Part 2: This Article

Notes written after reading the textbook “Foundation of Large Models” from Zhejiang University

Preface
#

The development of large model technology can be described as “rapidly evolving,” with seemingly groundbreaking advancements happening every day. 🤔

In reality, how effective are these “groundbreaking advancements”? What is their actual value in engineering practice? Ultimately, these questions must be traced back to those “ordinary” classic principles.

It’s certainly a good thing to keep up with the latest developments in large model technology: it helps us understand research directions and broaden our thinking. However, we should not only focus on the ever-evolving top-tier technologies but also pay attention to the underlying, unchanging fundamentals behind them.

This is the significance of taking the time to read textbooks in an era of rapid technological advancement.

This article primarily focuses on the book “Foundation of Large Models” written by Zhejiang University, which is still being continuously updated.

Basics of Language Models
#

This is the most commonly taught knowledge in universities today: n-gram based statistical language modeling, RNN-based language models, and Transformer-based language models. Below is a flowchart of the Transformer architecture.

The model architecture doesn’t have much to say, but there are a few interesting questions that were a bit unclear to me before reading the book but became immediately clear afterward.

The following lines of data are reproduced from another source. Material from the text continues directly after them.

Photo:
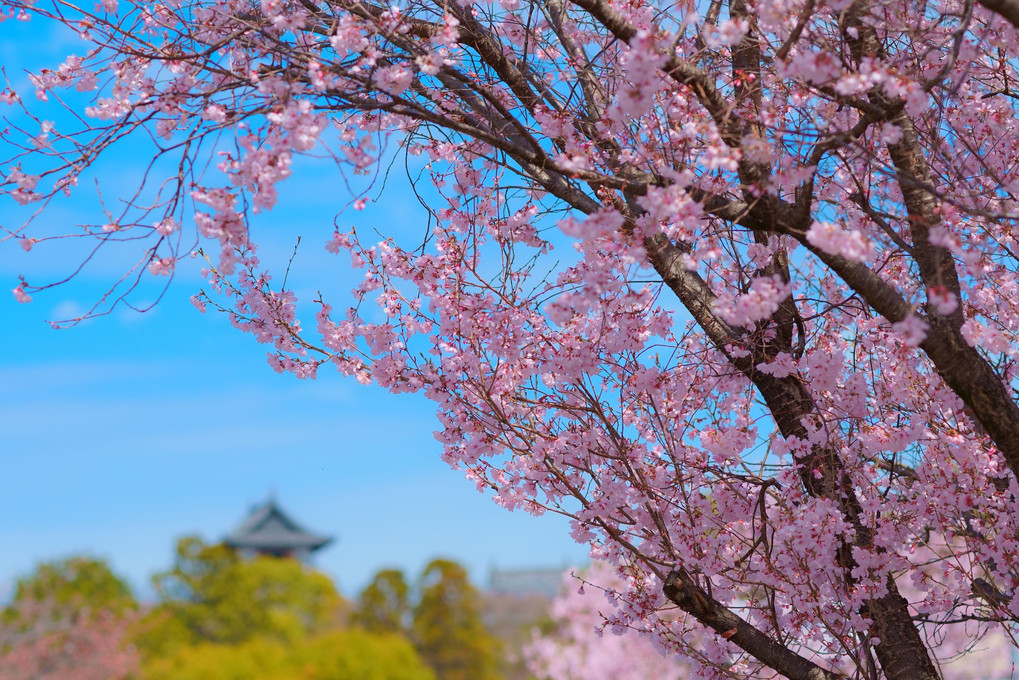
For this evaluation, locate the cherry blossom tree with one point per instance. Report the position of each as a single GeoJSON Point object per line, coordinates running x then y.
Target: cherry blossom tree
{"type": "Point", "coordinates": [731, 284]}
{"type": "Point", "coordinates": [589, 640]}
{"type": "Point", "coordinates": [45, 641]}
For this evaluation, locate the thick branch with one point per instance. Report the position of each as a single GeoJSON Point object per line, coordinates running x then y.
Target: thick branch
{"type": "Point", "coordinates": [682, 589]}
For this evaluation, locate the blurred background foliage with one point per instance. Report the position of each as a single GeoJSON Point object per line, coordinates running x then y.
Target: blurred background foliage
{"type": "Point", "coordinates": [220, 616]}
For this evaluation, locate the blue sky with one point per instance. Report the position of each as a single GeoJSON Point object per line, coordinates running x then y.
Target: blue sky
{"type": "Point", "coordinates": [123, 432]}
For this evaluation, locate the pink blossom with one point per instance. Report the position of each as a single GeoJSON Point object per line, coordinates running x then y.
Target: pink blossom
{"type": "Point", "coordinates": [758, 303]}
{"type": "Point", "coordinates": [912, 330]}
{"type": "Point", "coordinates": [944, 302]}
{"type": "Point", "coordinates": [836, 241]}
{"type": "Point", "coordinates": [20, 295]}
{"type": "Point", "coordinates": [162, 266]}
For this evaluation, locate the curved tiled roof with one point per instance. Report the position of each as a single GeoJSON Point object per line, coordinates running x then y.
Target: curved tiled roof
{"type": "Point", "coordinates": [269, 528]}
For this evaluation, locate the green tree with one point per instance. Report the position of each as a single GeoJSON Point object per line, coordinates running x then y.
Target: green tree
{"type": "Point", "coordinates": [343, 655]}
{"type": "Point", "coordinates": [447, 628]}
{"type": "Point", "coordinates": [70, 587]}
{"type": "Point", "coordinates": [384, 605]}
{"type": "Point", "coordinates": [212, 595]}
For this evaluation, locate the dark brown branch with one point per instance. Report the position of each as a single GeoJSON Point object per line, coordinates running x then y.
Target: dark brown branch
{"type": "Point", "coordinates": [681, 588]}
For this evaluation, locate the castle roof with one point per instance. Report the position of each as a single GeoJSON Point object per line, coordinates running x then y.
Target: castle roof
{"type": "Point", "coordinates": [269, 529]}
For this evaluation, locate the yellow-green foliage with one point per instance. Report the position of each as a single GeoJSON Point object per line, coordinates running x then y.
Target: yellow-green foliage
{"type": "Point", "coordinates": [342, 655]}
{"type": "Point", "coordinates": [384, 605]}
{"type": "Point", "coordinates": [212, 595]}
{"type": "Point", "coordinates": [447, 629]}
{"type": "Point", "coordinates": [70, 587]}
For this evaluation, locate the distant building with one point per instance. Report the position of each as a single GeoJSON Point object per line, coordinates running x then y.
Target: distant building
{"type": "Point", "coordinates": [268, 530]}
{"type": "Point", "coordinates": [545, 582]}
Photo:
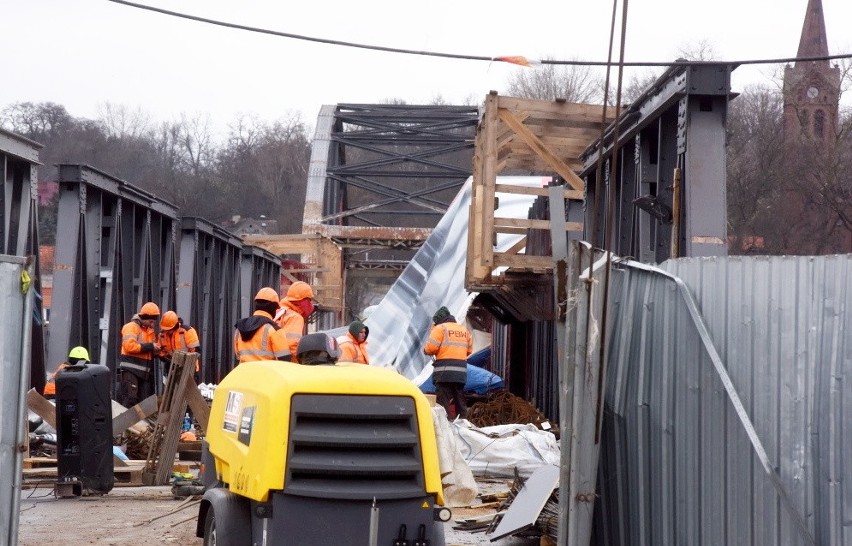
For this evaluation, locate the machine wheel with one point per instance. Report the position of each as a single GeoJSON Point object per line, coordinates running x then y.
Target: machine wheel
{"type": "Point", "coordinates": [228, 520]}
{"type": "Point", "coordinates": [210, 528]}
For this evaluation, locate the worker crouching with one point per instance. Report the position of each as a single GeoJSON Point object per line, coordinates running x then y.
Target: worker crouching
{"type": "Point", "coordinates": [136, 363]}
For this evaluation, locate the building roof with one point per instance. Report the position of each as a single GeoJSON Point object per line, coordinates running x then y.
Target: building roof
{"type": "Point", "coordinates": [814, 42]}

Q: It’s said that Transformer is a parallel computing architecture, so why can tokens only be generated one after another in a serial manner?

A: The parallel computing of the Transformer is reflected in the processing of known sequences, where all known token vectors are fed into the model in parallel for processing. However, the token generation process remains serial and autoregressive.

Q: Does swapping the order of residual connections and layer normalization affect the model?

A: Networks that place layer normalization after residual connections are called Post-LN, while those that place layer normalization before residual connections are called Pre-LN. Post-LN has a stronger ability to handle representation collapse but is slightly weaker at addressing gradient vanishing, whereas Pre-LN is the opposite.

Q: What does representation collapse mean?

A: During training, the learned representations of the model become less discriminative, meaning different input samples are mapped to similar or even identical feature vectors, causing the model to lose its ability to distinguish between different samples.

Q: Why can the Encoder and Decoder parts of the Transformer be used independently to build a language model?